Charles believes climate change presents a great opportunity for red meat producers in this country as they have been adapting their farm systems to accommodate a changing climate for more than a decade.
“Most farmers having been adapting to climate change for a very long time and using, for example, Facial Eczema resilient genetics, exotic cross cattle and forage species to suit the environment.”
“We are ahead of the game – we just don’t tell our story well enough.”
Sector capability however is a major issue and the challenge is attracting passionate young people into an industry which is crying out for people who can bring technological skills and a fresh perspective to the red meat sector.

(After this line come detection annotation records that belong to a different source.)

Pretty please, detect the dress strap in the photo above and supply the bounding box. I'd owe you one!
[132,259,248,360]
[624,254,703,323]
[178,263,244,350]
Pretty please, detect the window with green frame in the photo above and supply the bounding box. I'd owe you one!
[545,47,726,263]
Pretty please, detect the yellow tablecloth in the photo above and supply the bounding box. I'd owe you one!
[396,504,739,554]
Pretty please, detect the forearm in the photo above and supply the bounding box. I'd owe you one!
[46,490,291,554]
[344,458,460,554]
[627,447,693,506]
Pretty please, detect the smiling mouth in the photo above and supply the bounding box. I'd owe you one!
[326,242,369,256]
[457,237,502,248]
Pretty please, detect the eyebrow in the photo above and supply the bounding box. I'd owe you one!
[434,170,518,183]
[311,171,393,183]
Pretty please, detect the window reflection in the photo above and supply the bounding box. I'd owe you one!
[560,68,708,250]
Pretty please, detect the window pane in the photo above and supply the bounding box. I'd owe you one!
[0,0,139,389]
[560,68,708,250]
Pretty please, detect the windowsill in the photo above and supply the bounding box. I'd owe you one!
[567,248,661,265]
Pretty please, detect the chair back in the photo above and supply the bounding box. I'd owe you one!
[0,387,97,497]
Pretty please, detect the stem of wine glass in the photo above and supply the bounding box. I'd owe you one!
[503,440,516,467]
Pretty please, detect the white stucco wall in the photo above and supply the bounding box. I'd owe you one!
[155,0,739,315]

As part of his B+LNZ Future Leader role, Charles will be travelling to Brazil at the end of May to attend the International Beef Alliance conference and visit producers in that country.
Charles is looking forward to meeting like-minded people in Brazil who will share his desire to drive change and make the beef industry better for the constituents they represent.
He says he enjoys building networks, feeding off other people’s energy and seeing how people in other countries perceive NZ’s beef industry.
For Charles, the challenge will be bringing back what he learns in Brazil and implementing it within the businesses he is involved with-but it is a challenge he is more than ready for.
Members of the International Beef Alliance (IBA) are Australia, Brazil, Canada, Mexico, New Zealand, USA and Paraguay. Collectively, the IBA represents 46% of global beef cattle production and 63% of global beef exports.